キミといたくて ~AYA~


結衣ちゃんは休憩時間になると、当たり前のようにそばへくる。あたしよりも先に、真由美の席にいることもあるんだ。正直言って、気に入らない。

真由美はどう思ってるの? このまま3人でもいい、とか考えてないよね?


休憩時間、音楽室へと移動する中、真由美は今夜に放送されるTVの話題を持ち出してきた。

「もちろん見るよ。録画予約だってしてきたし」

Monsterが出演する歌番組。この話なら、結衣ちゃんも入れないはず。

「さすが亜矢。今日は絶対、見逃せないよね~」

「うん! この1週間、ずっと楽しみにしてたし」

今夜の歌番組は、特集でMonsterのデビュー当時の映像を流したり、今までの曲を全部、歌うことになっている。
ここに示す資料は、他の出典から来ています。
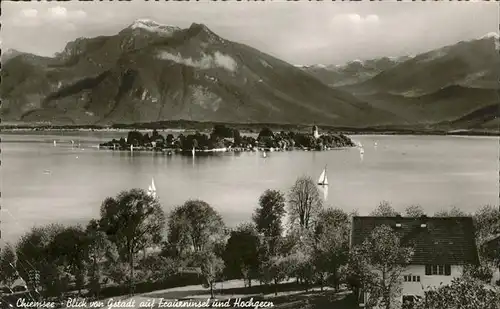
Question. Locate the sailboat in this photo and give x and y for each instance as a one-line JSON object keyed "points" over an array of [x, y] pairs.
{"points": [[323, 178], [152, 188]]}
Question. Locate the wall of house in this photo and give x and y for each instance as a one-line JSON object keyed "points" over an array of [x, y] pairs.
{"points": [[418, 288]]}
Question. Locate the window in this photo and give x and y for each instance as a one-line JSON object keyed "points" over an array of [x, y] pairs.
{"points": [[439, 270], [409, 301], [410, 278]]}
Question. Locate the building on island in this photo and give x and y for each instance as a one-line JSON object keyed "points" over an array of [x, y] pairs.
{"points": [[315, 132], [442, 246]]}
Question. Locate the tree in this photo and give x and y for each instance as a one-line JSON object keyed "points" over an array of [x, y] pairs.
{"points": [[32, 255], [268, 216], [304, 203], [384, 209], [194, 227], [101, 254], [8, 272], [332, 244], [482, 272], [453, 212], [265, 133], [414, 211], [133, 220], [157, 268], [68, 250], [463, 293], [377, 264], [211, 267], [241, 255], [487, 222]]}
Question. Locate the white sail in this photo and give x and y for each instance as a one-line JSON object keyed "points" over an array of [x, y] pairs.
{"points": [[323, 178], [152, 188], [325, 192]]}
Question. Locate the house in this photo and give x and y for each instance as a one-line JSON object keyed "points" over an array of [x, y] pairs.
{"points": [[492, 248], [442, 246]]}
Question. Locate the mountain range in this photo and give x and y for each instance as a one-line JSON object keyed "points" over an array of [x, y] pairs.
{"points": [[452, 85], [150, 72]]}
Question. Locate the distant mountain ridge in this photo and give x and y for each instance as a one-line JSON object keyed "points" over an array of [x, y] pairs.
{"points": [[352, 72], [151, 72], [442, 86]]}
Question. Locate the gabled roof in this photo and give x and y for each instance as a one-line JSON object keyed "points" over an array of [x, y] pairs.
{"points": [[448, 240], [493, 242]]}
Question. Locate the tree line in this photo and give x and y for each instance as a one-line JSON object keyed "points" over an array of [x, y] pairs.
{"points": [[291, 235], [224, 137]]}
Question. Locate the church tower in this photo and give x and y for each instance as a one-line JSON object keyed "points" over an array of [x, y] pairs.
{"points": [[315, 132]]}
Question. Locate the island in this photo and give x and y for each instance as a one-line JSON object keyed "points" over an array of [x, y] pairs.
{"points": [[223, 139]]}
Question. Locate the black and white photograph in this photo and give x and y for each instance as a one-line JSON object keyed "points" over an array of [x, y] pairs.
{"points": [[250, 154]]}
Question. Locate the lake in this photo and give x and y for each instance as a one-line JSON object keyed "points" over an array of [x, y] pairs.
{"points": [[41, 184]]}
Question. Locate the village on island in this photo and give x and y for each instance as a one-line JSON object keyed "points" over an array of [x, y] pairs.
{"points": [[224, 139]]}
本当はもっと詳しく喋りたいけれど、いまは、どんな内容をやるのか、までは話したくない。結衣ちゃんがいない放課後、この話題で盛り上がるつもりなの。

簡単に割り込んでほしくないもん。

黙って、あたしたちの話を聞いている結衣ちゃん。どのタイミングで入ろうか考えてるのかもしれない。

入らないでほしい。あたしたちの空気、壊さないで。

見ないようにしてた、結衣ちゃんの顔。あたしは真由美だけを見て、楽しそうに振る舞っていた。けれど。